If you are familiar with a B+ tree, here is the simple recursive algorithm to select a bitmap containing all documents greater than some set value X.
1. If the current node is an internal node, first, find the child pointer you would traverse to find the value at the leaves, and recurse into that child. Then, union the bitmap you get from the result of the recursive call with the entire covering bitmaps of every child after the one that was traversed.
2. If the current node is a leaf node, find first key pair that is greater than the selected key, and begin unioning until you reach the end of the leaf.

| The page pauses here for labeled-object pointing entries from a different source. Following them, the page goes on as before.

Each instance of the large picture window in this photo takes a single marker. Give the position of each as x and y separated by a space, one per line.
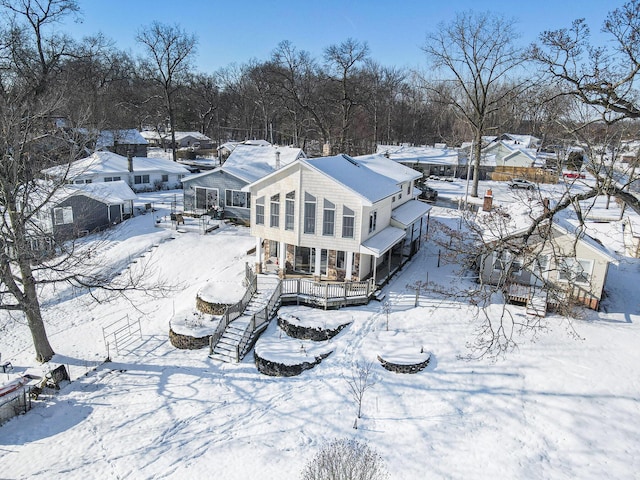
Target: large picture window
236 198
260 211
140 179
309 213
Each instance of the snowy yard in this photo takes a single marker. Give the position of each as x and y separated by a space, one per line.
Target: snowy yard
564 405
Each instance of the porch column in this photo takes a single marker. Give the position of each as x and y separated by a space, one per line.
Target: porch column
375 268
282 259
316 268
349 269
258 255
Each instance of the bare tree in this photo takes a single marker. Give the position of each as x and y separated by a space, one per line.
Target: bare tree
345 460
343 60
478 51
600 82
361 380
40 128
169 50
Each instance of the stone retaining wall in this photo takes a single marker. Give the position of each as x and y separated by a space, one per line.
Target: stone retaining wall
400 368
186 342
274 369
316 334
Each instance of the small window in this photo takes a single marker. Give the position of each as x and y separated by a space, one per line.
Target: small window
289 210
309 213
63 215
275 211
373 219
328 218
260 211
348 222
236 198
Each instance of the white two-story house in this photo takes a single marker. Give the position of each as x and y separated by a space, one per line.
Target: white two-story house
336 218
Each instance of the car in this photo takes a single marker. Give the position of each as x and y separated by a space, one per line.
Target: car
572 174
521 183
429 194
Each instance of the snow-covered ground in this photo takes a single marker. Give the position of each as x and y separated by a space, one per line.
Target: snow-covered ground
564 405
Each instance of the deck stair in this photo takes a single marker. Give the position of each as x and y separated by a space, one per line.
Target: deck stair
537 303
240 333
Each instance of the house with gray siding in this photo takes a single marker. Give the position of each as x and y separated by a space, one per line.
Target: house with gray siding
220 191
140 173
77 210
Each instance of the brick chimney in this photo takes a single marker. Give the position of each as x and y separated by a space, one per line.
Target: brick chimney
488 201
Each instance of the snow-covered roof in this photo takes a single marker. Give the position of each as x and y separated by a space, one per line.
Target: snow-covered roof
110 193
196 135
526 141
252 162
131 136
520 221
381 242
389 168
409 212
419 155
355 176
100 163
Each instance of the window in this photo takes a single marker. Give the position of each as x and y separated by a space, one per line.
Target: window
309 213
504 261
260 211
348 221
275 211
328 218
138 179
575 270
373 219
289 210
63 215
236 198
206 198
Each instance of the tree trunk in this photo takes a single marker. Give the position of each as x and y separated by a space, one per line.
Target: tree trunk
477 152
31 308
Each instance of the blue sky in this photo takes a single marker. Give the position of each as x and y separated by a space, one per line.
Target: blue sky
236 32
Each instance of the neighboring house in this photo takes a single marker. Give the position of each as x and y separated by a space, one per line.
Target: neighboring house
510 155
123 142
563 259
337 218
77 210
183 139
221 189
440 161
191 139
140 173
521 141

This works for all unbounded ranges. For a bounded range, you would start the same in the internal nodes, but then recurse into the last child whose key is smaller than the intended key instead.
Here is a worked example on the closed bounded range [3,7]. Notice how 3 leaves of the B+ tree did not have to be visited.

My benchmarks show that this utterly beats the snot out of the BKD tree approach employed by Lucene. (I'm not an expert in Lucene, but as far as I can tell by my reading of the source code and related issues in the tracker, it seems that it needs to visit every possible node that could match in the BKD tree in order to add it to the search.)
In a set with 2236685 distinct ids, Elasticsearch takes 20 milliseconds to compute a pathological range query for ids greater than 1, and return a count of the results. Protodash, using the covering bitmap tree, takes about 180 microseconds to do the same thing. Note that both programs are using Roaring bitmaps.
There is no reason the same principle could not be applied to a trie instead of a tree in order to support very fast string prefix matching. In fact, I intend to do this as well in my implementation.
So what's the connection to partial sorting? Well, recall how Quickselect works:
1. Pick a (random) element as the pivot.
2. Partition the input space into elements smaller than the pivot and larger than the pivot.
3. Recurse into the half of the input that contains the value you were looking for.
Because the covering bitmap tree allows us to perform step (2) using only operations with compressed bitmaps, we can avoid the serious memory bandwidth and locality overheads associated with materializing the result set and sorting the documents using their actual stored field values (doc values). To be clear, it is still necessary to store the values at index time, and load the values at query time, in order to use the favorable pivoting behavior of Quickselect. However, the performance overhead of this is incredibly small compared to loading doc values for every element in the set and sorting all of them.
Here is an example from my code that uses bitmap Quickselect to quickly get the top document of a search by an i64 field.

The modification to the Quickselect algorithm to select the top N values, instead of the Nth value, instead is left as an exercise for the reader. (Yes, I am your math textbook now. Fear me.)
There is a related optimization that will let you page arbitrarily far into the results with barely any extra time consumed, but Elasticsearch cannot use this algorithm because it is a distributed search engine, and cannot possibly apply when the results are distributed. Note that Protodash is, by design, not distributed.
During benchmarking, while changing the branching factor of the B+ tree, the behavior of random pivot selection eventually gave me a fantastically good best-case result of 250 microseconds to search and partially sort over a subset of 269321 set values, with average cases in the 2 millisecond range and worst cases about 5 milliseconds.